Ellis Johnson ’18 (physics, Russian) is an exceptional student, cadet, tour guide and vocalist who’s earning recognition from high places. In November, the U.S. Army named him as one of the top-10 Army cadets in the nation, based on a ranking that takes into account grade point average, performance on advanced training tests, physical fitness and participation in college athletics programs. Johnson also is the recipient of a Department of Defense scholarship that allowed him to study Russian in Narva, Estonia, during the summer after his sophomore year.
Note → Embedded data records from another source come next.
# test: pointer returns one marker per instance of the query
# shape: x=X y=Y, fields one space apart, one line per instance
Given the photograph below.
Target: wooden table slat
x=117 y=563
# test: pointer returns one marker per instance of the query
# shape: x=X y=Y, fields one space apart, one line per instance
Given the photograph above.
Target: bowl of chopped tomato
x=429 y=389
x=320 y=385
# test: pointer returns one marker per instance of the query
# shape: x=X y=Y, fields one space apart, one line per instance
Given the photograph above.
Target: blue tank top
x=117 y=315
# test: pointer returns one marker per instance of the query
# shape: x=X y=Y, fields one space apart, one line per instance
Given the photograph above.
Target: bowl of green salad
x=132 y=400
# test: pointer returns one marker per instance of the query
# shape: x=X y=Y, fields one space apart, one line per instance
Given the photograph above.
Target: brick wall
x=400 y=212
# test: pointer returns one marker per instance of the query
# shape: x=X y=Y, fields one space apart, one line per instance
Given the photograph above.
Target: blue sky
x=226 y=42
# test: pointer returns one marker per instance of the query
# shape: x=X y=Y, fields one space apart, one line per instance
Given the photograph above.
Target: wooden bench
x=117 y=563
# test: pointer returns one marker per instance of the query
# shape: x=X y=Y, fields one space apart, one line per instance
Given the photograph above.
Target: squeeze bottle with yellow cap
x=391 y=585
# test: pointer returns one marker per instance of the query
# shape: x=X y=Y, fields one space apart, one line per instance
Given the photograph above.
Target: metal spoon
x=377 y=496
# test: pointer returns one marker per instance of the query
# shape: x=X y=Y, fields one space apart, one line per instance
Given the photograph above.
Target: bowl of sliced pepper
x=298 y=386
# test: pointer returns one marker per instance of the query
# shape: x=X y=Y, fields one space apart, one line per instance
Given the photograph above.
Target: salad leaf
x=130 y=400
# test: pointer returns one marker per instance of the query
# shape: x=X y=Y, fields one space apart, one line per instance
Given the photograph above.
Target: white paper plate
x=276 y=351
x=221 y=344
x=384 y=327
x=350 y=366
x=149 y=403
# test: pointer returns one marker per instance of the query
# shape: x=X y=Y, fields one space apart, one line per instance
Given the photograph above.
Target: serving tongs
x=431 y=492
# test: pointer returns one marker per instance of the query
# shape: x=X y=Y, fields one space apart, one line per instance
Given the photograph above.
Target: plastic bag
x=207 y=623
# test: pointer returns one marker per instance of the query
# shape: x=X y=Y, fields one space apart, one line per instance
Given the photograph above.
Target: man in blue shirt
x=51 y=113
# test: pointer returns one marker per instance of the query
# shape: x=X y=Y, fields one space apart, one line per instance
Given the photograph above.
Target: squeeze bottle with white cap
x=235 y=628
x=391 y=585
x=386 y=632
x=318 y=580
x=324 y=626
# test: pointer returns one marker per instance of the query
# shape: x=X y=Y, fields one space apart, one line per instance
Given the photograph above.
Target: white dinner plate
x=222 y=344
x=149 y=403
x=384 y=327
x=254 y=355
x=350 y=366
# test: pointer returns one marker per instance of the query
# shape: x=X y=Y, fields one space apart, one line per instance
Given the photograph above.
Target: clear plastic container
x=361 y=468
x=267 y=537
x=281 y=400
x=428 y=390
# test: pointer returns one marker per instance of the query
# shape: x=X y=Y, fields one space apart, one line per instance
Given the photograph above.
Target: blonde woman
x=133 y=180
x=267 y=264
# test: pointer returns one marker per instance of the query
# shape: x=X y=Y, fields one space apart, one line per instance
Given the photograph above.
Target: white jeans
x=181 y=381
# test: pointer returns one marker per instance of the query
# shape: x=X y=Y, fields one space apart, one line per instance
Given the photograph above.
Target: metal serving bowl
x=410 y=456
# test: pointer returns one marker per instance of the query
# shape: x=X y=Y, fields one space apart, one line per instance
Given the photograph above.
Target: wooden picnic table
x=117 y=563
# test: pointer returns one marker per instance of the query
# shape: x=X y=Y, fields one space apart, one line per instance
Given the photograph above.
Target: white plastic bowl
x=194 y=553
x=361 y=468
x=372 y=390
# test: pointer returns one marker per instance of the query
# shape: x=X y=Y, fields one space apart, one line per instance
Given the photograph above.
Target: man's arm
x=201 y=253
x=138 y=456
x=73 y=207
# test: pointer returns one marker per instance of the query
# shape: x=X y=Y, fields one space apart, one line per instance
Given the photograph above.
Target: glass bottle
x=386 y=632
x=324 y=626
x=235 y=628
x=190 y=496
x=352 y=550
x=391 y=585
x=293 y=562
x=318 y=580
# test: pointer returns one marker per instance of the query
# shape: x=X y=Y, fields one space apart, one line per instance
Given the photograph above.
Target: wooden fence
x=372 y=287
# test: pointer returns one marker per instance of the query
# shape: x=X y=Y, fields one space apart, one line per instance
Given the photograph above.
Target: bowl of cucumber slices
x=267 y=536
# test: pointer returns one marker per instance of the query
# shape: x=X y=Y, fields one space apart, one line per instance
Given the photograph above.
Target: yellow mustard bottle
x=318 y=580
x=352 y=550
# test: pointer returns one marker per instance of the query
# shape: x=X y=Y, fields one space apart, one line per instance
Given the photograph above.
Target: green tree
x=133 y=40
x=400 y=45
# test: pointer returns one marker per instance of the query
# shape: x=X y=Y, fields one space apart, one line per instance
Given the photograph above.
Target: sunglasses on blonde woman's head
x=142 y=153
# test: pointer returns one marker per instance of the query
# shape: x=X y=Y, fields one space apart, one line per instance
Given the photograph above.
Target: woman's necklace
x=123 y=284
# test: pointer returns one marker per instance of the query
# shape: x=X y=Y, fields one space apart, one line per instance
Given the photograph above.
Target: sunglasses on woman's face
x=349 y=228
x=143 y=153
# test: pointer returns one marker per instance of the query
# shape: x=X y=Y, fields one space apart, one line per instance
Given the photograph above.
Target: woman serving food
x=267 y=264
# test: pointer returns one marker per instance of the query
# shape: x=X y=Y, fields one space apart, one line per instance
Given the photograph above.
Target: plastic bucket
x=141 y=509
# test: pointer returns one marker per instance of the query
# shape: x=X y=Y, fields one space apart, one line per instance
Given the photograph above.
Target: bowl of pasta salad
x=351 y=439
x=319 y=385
Below, he discusses the behind-the-scenes work behind those honors, his dream of becoming an Army astronaut and how he seeks out fresh approaches, whether beat-boxing or suggesting new agendas for the Blue Mountain Battalion.
Clubs and organizations:
Distinguished Military Graduate, Sigma Pi Sigma Physics Honor Society, Order of Omega Greek Honor Society, Omicron Delta Kappa Leadership Honor Society and ProjectGO scholarship for international travel.
Seven Summits by Dick Bass, Frank Wells and Rick Ridgeway.
Balto or The Princess Bride (both are absolutely underrated classics).
On choosing a major:
I knew I wanted to focus on a STEM field, and I really thought I would just be making the decision between physics and chemistry here at Dickinson. It wasn’t until I decided to drop Spanish and take Russian on a whim that I was introduced to one of the most amazing departments here on campus. After a few more classes, I declared a second major in Russian as I was deciding to study abroad in Moscow.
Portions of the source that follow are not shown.